Le 25 novembre, à l’appel des trois principales fédérations syndicales, l’Italie a connu sa sixième grève générale depuis que Berlusconi est revenu au pouvoir en mai 2001. C’est la troisième année consécutive qu’une grève générale suit directement l’annonce du projet budgétaire annuel du gouvernement.
Cédric Gérôme
La proposition de budget pour 2006 prévoit d’accélérer les privatisations et de tronçonner 16,5 milliards d’euros des dépenses publiques. Malgré la volonté de la bureaucratie syndicale de limiter l’ampleur du mouvement, la grève a été massivement suivie. Des milliers de manifestants sont descendus dans les rues de dizaines de villes; usines, banques, administrations et postes étaient paralysées tandis que les hôpitaux n’assuraient que les services d’urgence et que les transports tournaient au ralenti. « Cette grève est absolument inutile » a déclaré Berlusconi. Cette arrogance reflète le manque criant d’un parti pour relayer la combativité de la classe ouvrière italienne sur le plan politique.
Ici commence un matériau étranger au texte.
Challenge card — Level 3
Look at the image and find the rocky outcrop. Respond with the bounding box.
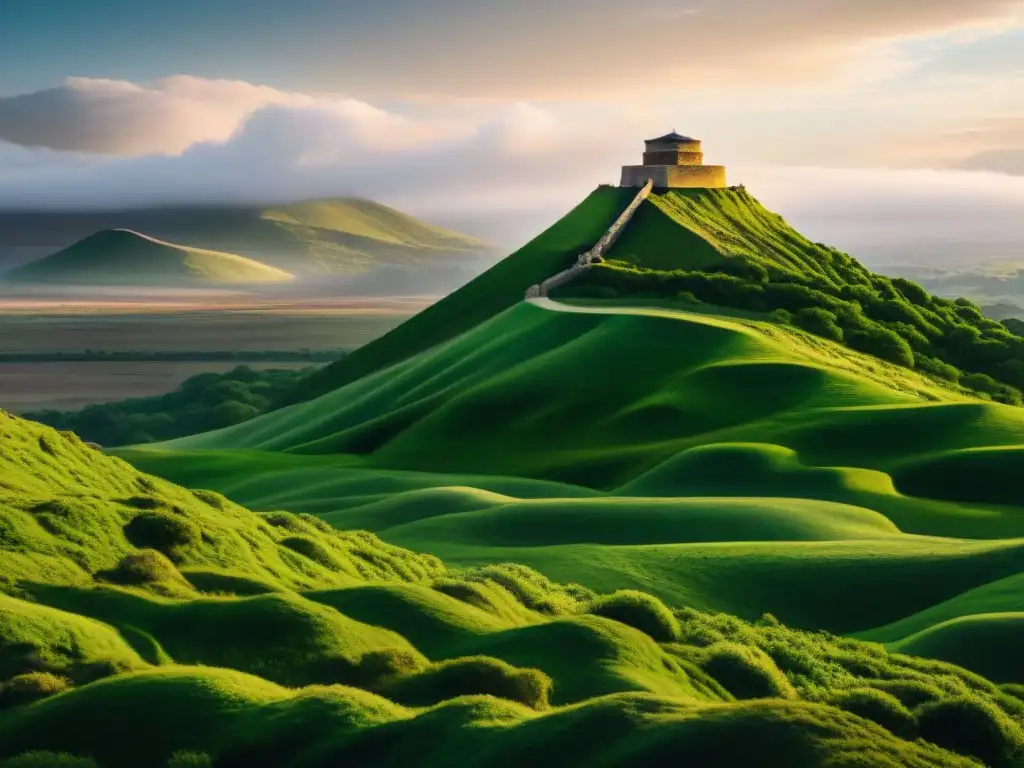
[526,179,654,299]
L’Italie, « le malade de l’Europe »
Récemment, l’hebdomadaire britannique The Economist a publié un rapport sur la situation économique en Italie. L’article explique que durant la dernière décennie, la part du revenu national revenant aux salariés a fondu de 10%. Quelques 40% des Italiens âgés de 30 à 34 ans vivent encore chez leurs parents, du fait qu’ils ne trouvent pas d’emploi ou ne gagnent simplement pas assez pour s’offrir un logement. L’Italie a le taux de natalité le plus bas de toute l’Europe et figure au bas des classements de l’OCDE établissant des études comparatives sur la qualité de l’enseignement. Ces 15 dernières années, la croissance économique moyenne du pays a été la plus faible de toute l’Europe tandis que sa part dans le commerce mondial est passé en 10 ans de 4,5 à 2,9%. L’Italie a la troisième plus grosse dette publique au monde et son déficit public s’envole à 4,3%, bien au-delà de la limite autorisée par le pacte de stabilité.
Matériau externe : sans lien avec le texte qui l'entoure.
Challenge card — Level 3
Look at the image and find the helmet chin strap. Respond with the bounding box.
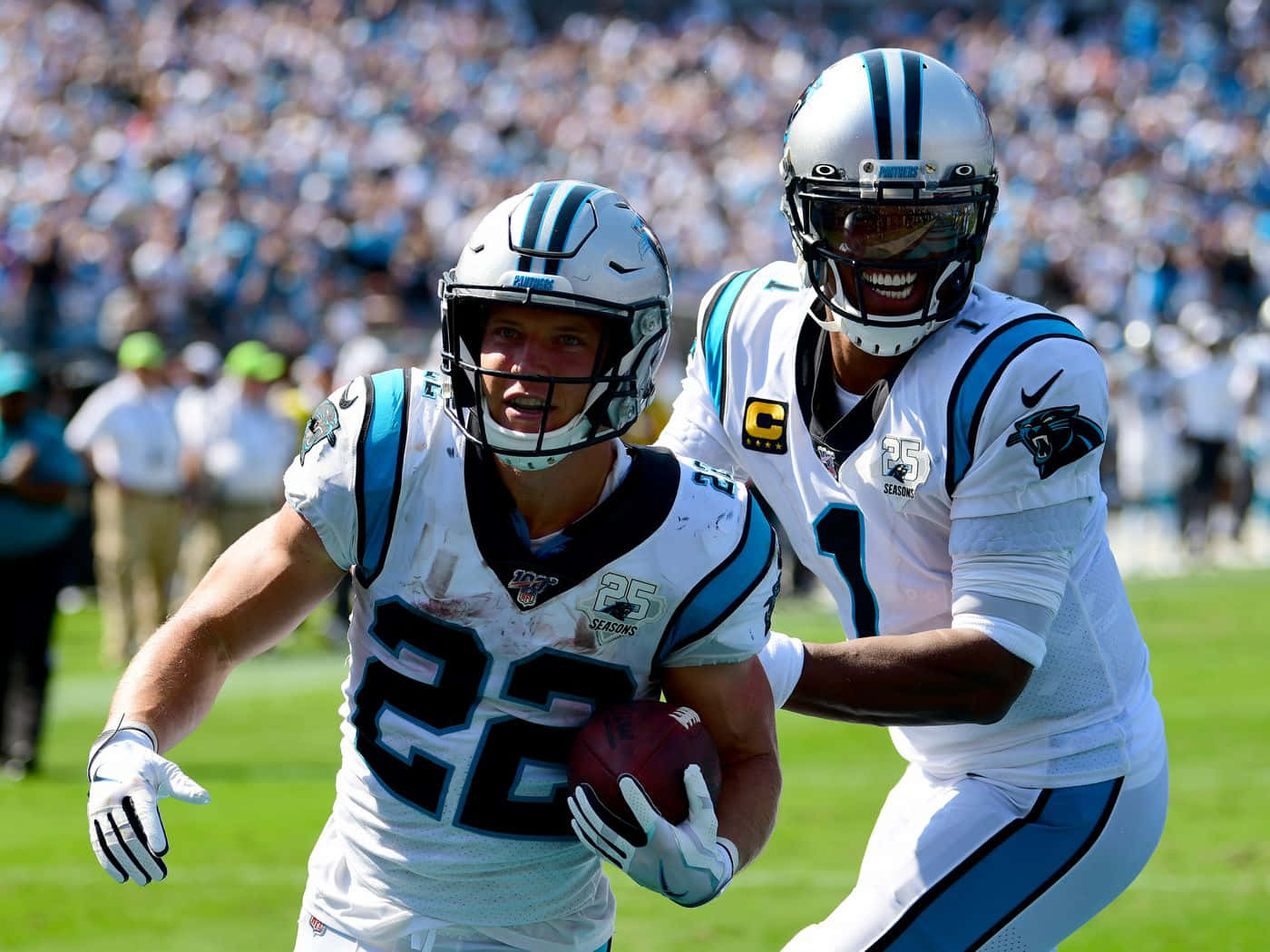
[482,401,591,472]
« L’Union », remake de « l’Olivier »
A l’approche des législatives d’avril 2006, les sondages créditent Berlusconi de 25%, alors que l’alliance de centre-gauche autour de Romano Prodi («L’Union») bénéficie d’une confiance de 54%. Une frange importante de la bourgeoisie italienne veut se débarrasser de Berlusconi et verrait d’un bon œil l’arrivée au pouvoir de Prodi, meilleur emballage politique pour poursuivre le démantèlement des acquis sociaux des travailleurs. Si Prodi joue sur une réthorique de gauche pour s’attirer la sympathie du mouvement ouvrier, le ton de sa future politique a déjà été donné. The Economist exprimait des doutes sur les capacités d’une coalition de centre-gauche à mener «les réformes radicales et douloureuses dont le pays a besoin». Et Prodi de les rassurer : «J’ai l’habitude des ces critiques, mais nous les démentirons dans les faits.» Il est clair que l’Union n’est qu’une nouvelle version de «l’Olivier» qui avait gouverné dans la deuxième moitié des années’ 90 et qui, par sa politique anti-sociale, avait ouvert la voie à Berlusconi et lui avait pemis de revenir au pouvoir.
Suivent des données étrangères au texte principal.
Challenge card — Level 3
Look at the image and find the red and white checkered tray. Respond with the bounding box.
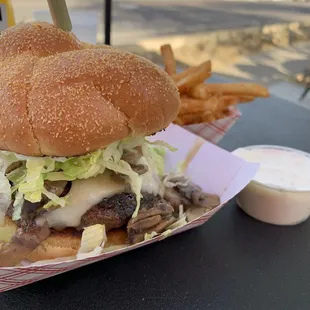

Il faut une alternative à la “loi du pendule” !
En Italie, la “loi du pendule” exprime l’alternance de gouvernement de centre-gauche et de centre-droite se relayant au pouvoir depuis des années pour appliquer la politique néo-libérale. Si beaucoup de travailleurs et de jeunes comptaient sur le PRC (Partito della Rifondazione Comunista), il est à déplorer que sa direction poursuive la voie d’une droitisation forcenée et ne trouve aujourd’hui rien de mieux, au nom de « l’unité contre Berlusconi », que de se mettre à la remorque de Prodi, au point que la presse italienne surnomme Bertinotti, le secrétaire général du PRC, «Prodinotti»! Si le PRC participe au prochain gouvernement et que celui-ci entre en collision avec le mouvement ouvrier, il est à prévoir que cela déclenche une nouvelle crise au sein de ce parti.